ROCK HILL, S.C. — On Feb. 12, back in 1960, historians estimate about 150 people peacefully protested a Rock Hill store and lunch counter.
Their sit-in sparked a number of protests, the most famous of which took place the next year.
That 1961 sit-in was staged by a group of men known as "the Friendship Nine." WCNC Charlotte went to the building, which still stands there today, to speak to one member of this group.
"We came to be arrested," remembers David Williamson Jr.
He’s part of the Friendship Nine: A group of Black students mostly from Friendship Junior College who sat down at McCrory’s Five and Dime.
It was a store and all-white lunch counter in Rock Hill.
Now, the restaurant is called Kounter. That’s where you find Williamson recounting the sit-ins that put him and his friends behind bars.
"By the time she got the words out, you was up," said Willliamson. "By an officer that drug you off the stool, but they didn't get to the part that we wasn't gone get out. They just told us we was going to jail."
The group was convicted of trespassing. But, instead of spending $100 to get out of jail time, they opted to spend 30 days of hard labor on what was called the chain gang.
Now, that history is mapped out across museum walls just outside of Kounter. It documents the 30 days that Williamson and the rest of the Friendship Nine spent in jail.
Those 30 days sparked a nationwide movement.
"You’re able to break the system if you break their pockets," said historian Dontavius Williams. He also works at the historically Black Clinton College.
He said, while the first sit-in protesters would keep paying bail, the Friendship Nine started the "jail, no bail" movement.
Doing the time rather than paying the bail meant keeping money out of the criminal justice systems.

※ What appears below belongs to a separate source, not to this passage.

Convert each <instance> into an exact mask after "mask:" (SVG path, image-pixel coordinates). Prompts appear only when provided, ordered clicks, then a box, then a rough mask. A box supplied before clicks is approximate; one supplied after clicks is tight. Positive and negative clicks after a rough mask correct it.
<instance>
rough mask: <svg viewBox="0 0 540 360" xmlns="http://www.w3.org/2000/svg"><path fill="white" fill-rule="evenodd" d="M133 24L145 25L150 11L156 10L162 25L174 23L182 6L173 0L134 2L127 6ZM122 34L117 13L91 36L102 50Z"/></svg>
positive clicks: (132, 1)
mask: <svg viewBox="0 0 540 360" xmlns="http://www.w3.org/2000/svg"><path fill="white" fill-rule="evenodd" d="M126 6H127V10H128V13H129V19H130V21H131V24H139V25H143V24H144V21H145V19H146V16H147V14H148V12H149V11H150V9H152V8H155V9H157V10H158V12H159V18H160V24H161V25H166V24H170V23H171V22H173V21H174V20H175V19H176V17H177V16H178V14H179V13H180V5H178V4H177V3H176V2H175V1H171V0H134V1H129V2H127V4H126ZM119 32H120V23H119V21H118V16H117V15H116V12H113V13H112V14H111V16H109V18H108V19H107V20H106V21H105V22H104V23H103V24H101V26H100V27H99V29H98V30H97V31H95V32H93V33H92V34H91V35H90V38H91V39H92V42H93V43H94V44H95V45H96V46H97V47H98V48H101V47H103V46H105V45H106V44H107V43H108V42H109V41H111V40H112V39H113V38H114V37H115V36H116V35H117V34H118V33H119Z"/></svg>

"You have to feed, you have to clothe and you have to house all of these people, and ultimately it was a form of nonviolent resistance," he explained.
Meanwhile, Rob Masone is Kounter’s owner.
When he reopened the restaurant back in 2020 he restored the same counter where the Friendship Nine sat decades ago.
It’s why Masone said he and his staff try to tell customers the story behind the stools.
"And that’s what’s mesmerizing about it," says Masone, adding, "It really wasn’t that long ago."
Which brings us to today. Williamson said even decades after the Civil Rights Movement, "It don’t look that much different."
"Until we get back to where there’s more love and more respect for one another this country is going to destroy itself from within," he warned.
The Friendship Nine were exonerated back in 2015 but, when we asked Williamson about it, he said wiping his record clear was almost like taking his badge away.
Because, even though protesting was treated like a crime, he said his actions caused the kind of disruption that was necessary for equality.